I can see it now...I'm driving along and I see a red subaru, and I'll think of him. I'll hear that song on the radio and this person will come jolting into my mind. Maybe one day I'll ask my children for a foot rub and they'll inquisitively ask where the round scar came from; and I'll have to tell them that that's where I got cleated by my friend, while I was barefoot...as always. Maybe I'll go through my closet and find the girls camp t-shirt that I wrote in permanent marker on saying M1DV8L3, and I'll laugh and fold it again thinking to keep it for just another year and then maybe by then I'll want to throw it away, but I never will.

So many things to remember, so many things to forget. Which ones will be which. I've reached a bridge in my road so to speak and I can't see wh
ere this path leads. I can't see where any of them lead really. I have no direction in my life except the Lord and my parents and occasionally some friends. My life is all mine right now. I can do and go wherever I please.

It's odd to think about all of this, to think about forgetting during a time when I can't stop thinking about it all. could I really ever forget this time of my life? Seriously? I guess with the big picture we never know. We just never know. And there is no way to know in advance; we have to just live life and get there. Just keep living and sailing across this big big ocean.

So here's to another year, and trying to see the big picture of things. Good luck. because you will need it.

Kaylla

PS - the last picture...is of San Hose Beach. Just a side-note to self.
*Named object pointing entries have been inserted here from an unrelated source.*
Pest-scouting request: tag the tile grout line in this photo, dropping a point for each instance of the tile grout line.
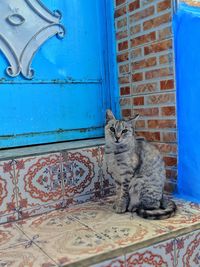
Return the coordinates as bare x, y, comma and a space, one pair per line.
33, 242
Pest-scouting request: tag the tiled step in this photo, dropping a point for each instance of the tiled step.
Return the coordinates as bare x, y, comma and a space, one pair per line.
40, 179
91, 234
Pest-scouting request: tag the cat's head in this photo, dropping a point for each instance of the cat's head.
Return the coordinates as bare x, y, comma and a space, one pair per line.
119, 131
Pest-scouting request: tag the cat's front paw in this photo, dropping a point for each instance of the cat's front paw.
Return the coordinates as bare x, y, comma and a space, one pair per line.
120, 206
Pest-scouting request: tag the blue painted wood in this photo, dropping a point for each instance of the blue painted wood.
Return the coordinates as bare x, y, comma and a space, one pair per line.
187, 37
69, 94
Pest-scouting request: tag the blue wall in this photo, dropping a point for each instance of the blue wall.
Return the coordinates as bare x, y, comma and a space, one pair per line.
75, 80
187, 48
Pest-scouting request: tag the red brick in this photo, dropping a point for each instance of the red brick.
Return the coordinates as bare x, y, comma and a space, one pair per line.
169, 137
152, 74
167, 85
124, 68
142, 14
158, 47
120, 2
123, 80
121, 35
126, 112
138, 101
147, 2
168, 111
170, 161
140, 124
134, 5
166, 4
161, 124
137, 77
153, 23
125, 90
149, 136
136, 53
123, 46
143, 39
135, 29
122, 57
161, 99
171, 174
147, 111
147, 87
145, 63
120, 12
167, 148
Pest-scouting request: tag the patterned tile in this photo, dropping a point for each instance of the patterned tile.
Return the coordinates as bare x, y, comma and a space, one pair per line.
122, 229
39, 184
64, 238
188, 250
108, 183
8, 202
17, 250
116, 262
81, 172
161, 254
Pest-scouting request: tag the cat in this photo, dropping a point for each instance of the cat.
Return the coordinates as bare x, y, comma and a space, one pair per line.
138, 170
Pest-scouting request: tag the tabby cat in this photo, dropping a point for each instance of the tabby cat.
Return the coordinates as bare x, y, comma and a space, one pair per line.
138, 170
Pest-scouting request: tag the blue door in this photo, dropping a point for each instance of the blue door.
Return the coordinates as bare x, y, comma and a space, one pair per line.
53, 87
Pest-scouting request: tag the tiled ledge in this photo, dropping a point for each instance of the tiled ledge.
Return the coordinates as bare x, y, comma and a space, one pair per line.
91, 234
41, 182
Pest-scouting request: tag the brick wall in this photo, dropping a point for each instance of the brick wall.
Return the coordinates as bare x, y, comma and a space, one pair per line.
146, 73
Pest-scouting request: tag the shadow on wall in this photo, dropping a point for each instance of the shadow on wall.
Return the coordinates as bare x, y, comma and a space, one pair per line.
187, 40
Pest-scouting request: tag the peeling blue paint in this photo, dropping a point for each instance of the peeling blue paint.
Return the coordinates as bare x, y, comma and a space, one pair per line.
187, 40
75, 81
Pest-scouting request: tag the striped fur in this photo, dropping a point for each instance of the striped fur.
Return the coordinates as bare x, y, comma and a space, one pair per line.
138, 170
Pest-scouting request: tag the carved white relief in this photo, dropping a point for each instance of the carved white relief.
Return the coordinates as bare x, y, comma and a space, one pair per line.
24, 26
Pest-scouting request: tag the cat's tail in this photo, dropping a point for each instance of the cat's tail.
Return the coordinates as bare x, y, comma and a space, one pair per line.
167, 210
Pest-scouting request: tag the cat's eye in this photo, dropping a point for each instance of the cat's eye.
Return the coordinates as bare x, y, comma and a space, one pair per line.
125, 131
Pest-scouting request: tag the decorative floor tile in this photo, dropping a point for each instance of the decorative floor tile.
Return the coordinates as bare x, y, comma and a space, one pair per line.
17, 250
122, 229
161, 254
117, 262
81, 172
8, 202
188, 250
39, 183
65, 239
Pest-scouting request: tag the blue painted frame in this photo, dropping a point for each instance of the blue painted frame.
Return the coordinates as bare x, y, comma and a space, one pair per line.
110, 95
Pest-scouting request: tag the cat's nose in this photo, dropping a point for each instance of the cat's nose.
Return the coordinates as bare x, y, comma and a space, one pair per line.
117, 138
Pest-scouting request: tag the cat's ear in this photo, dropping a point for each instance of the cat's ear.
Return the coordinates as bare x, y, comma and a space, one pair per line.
109, 115
133, 119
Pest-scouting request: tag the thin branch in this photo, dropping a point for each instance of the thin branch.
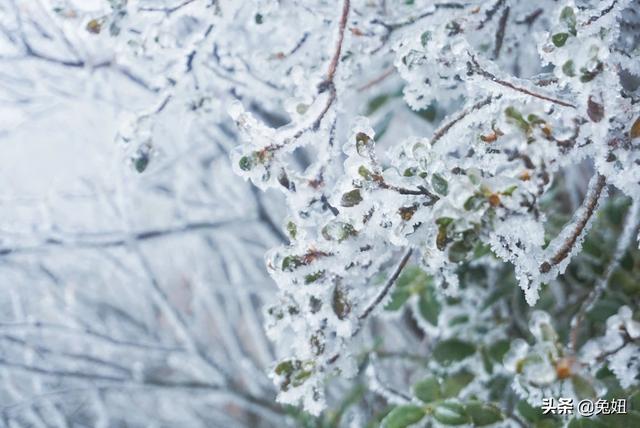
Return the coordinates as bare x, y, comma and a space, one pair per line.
502, 28
387, 287
588, 209
440, 132
377, 80
333, 66
474, 67
631, 226
379, 297
602, 13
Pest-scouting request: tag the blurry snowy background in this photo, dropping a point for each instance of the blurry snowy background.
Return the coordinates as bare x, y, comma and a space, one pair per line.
126, 299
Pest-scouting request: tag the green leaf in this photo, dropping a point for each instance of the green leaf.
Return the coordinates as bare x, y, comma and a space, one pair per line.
428, 306
569, 68
245, 163
453, 384
292, 229
509, 191
377, 102
424, 38
559, 39
440, 185
499, 349
519, 120
403, 416
473, 202
398, 298
351, 198
451, 413
428, 390
529, 412
483, 414
452, 350
568, 17
586, 423
583, 388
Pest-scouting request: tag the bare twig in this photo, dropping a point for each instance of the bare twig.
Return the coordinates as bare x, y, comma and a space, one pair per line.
474, 67
588, 209
387, 287
631, 226
440, 132
502, 28
333, 66
377, 80
379, 297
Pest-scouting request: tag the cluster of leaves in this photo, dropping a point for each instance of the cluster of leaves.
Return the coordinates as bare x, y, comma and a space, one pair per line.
472, 190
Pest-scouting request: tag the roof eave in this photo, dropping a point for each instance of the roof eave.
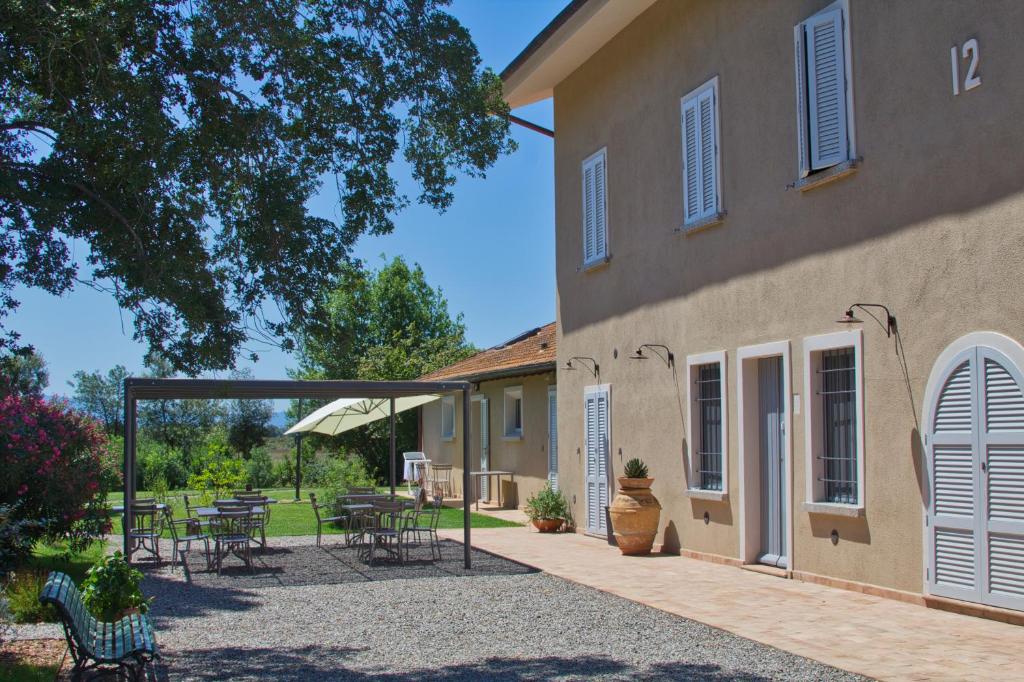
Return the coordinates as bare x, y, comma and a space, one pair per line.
571, 38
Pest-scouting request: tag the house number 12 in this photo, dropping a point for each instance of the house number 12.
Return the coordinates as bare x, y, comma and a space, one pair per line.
968, 51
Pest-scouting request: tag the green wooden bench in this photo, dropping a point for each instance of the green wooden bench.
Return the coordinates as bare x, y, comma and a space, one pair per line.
129, 643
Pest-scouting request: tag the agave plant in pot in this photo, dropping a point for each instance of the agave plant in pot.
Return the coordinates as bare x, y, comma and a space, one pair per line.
548, 509
635, 511
112, 589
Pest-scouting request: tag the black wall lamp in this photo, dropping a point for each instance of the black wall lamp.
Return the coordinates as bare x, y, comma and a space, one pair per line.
584, 359
668, 356
889, 325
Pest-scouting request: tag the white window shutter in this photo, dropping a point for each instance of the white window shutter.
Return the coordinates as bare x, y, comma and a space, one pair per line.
595, 227
709, 154
600, 209
826, 89
803, 156
691, 174
588, 213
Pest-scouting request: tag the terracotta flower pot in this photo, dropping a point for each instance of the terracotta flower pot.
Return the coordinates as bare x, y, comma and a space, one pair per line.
547, 524
635, 513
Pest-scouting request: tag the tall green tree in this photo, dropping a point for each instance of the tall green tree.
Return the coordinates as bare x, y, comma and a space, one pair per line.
181, 141
102, 396
384, 325
248, 421
23, 372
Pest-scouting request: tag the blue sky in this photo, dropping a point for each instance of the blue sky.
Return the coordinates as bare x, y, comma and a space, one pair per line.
492, 253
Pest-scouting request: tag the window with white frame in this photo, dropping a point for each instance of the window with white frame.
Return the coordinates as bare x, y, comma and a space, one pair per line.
835, 419
595, 209
448, 418
700, 154
513, 412
824, 93
708, 426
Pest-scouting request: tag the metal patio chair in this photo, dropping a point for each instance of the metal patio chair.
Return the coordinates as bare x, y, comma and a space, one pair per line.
321, 520
146, 526
386, 530
193, 533
231, 529
424, 521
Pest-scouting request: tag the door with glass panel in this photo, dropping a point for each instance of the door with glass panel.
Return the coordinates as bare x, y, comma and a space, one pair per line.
484, 448
976, 466
596, 435
553, 437
771, 418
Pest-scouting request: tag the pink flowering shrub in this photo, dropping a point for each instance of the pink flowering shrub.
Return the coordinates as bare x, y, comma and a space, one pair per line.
55, 469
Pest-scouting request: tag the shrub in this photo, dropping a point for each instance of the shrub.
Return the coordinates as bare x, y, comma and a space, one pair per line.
635, 468
112, 587
23, 597
219, 478
548, 504
260, 469
53, 464
16, 538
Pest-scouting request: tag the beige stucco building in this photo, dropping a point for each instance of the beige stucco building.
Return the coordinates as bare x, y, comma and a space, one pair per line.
732, 177
513, 428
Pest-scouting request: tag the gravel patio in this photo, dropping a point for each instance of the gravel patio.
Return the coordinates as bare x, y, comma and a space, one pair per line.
320, 613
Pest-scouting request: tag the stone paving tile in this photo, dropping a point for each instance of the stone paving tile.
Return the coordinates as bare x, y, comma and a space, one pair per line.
873, 636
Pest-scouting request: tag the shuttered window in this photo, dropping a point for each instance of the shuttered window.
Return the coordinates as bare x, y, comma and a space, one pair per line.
822, 90
700, 154
595, 209
448, 417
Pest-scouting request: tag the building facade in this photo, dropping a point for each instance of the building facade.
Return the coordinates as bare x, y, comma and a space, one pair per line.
513, 415
731, 179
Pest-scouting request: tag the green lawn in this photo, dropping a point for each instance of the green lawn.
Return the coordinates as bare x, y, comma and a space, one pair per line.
296, 518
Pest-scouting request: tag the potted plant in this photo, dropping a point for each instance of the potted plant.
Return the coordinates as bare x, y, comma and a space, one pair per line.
548, 509
635, 511
111, 589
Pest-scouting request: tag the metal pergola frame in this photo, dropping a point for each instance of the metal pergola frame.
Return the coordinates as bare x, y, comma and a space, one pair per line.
180, 389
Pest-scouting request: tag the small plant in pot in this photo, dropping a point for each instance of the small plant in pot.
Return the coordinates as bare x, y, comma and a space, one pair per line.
548, 509
112, 589
635, 511
635, 474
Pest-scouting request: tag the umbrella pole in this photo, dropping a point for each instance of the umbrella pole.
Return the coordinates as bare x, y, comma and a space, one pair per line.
391, 459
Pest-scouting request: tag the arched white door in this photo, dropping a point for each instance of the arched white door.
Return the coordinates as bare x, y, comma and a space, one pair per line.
976, 467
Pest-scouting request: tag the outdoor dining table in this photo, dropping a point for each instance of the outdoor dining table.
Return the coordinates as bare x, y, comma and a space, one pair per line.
497, 473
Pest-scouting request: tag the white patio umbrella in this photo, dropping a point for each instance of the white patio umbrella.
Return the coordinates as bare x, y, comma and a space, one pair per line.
346, 414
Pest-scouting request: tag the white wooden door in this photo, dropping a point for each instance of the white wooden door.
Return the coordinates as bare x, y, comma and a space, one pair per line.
596, 428
553, 437
484, 448
976, 467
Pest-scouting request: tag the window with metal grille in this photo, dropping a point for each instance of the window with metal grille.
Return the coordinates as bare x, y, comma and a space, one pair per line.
710, 414
839, 432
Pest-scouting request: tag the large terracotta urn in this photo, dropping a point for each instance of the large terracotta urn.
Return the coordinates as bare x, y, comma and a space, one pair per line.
635, 513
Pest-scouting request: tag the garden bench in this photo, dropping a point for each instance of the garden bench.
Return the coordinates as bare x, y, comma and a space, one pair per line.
128, 643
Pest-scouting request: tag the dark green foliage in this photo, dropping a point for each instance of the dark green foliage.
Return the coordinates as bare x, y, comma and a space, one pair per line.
181, 142
23, 372
113, 586
635, 468
548, 504
102, 396
388, 325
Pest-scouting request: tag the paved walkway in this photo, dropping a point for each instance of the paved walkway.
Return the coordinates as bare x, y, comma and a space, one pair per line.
877, 637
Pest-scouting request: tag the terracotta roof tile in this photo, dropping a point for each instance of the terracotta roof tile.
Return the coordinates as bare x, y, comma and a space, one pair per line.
536, 347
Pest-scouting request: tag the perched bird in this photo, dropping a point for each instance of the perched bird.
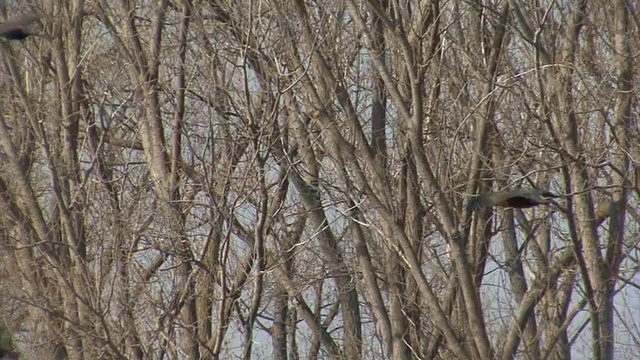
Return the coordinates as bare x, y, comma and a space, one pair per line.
19, 28
521, 198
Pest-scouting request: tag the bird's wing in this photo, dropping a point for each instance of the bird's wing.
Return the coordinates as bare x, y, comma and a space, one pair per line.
24, 20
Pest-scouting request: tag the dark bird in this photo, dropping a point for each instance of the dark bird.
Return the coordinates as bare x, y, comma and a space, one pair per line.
18, 29
521, 198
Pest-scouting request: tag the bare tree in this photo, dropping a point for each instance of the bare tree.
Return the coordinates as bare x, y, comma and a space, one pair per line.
291, 179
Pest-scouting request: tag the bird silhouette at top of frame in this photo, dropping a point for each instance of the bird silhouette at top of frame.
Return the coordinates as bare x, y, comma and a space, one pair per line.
18, 28
521, 199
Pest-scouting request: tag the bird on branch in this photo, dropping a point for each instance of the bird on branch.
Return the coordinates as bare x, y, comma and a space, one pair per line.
19, 28
521, 199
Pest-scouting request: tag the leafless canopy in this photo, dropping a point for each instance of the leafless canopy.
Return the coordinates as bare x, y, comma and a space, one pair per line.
291, 179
Saturday, September 18, 2010

My Very Own Rainbow


At eight o'clock exactly this morning my mom called me out of my very warm and cozy bed saying "Kaylla! We have our very own rainbow!"

Confused and still partly asleep I rolled partway out of bed then grasped to find the ladder down from my bunk without opening my eyes. I walked halfway down our stairs when I saw it - just a small square of color splashed there as if the dyes had suddenly changed their mind and no longer wanted to be brown anymore. It was so . . . simple and beautiful. Like God wanted to start my day off right. Well it did. Today I'm looking for those abnormalties in this world which make it worth living - just for them and nothing else.

Like just outside my window . . . there's a pavilion and in the mornings there are always puddles from the sprinklers . . . but they're silver blue in the morning light and look like portals to whole new worlds.

Now every morning before school starts or at 8 o'clock exactly I'll be thinking of my little rainbow . . . and the rest of the day will be my own making.

Nothing can get in the way of someone who believes that they are the only person stopping them from fulfilling their dreams. And when you want to be yourself in front of lots of people - just do it. Nobody cares! except you and you only care because you think THEY do.

So make this the day you begin your trail of freedom.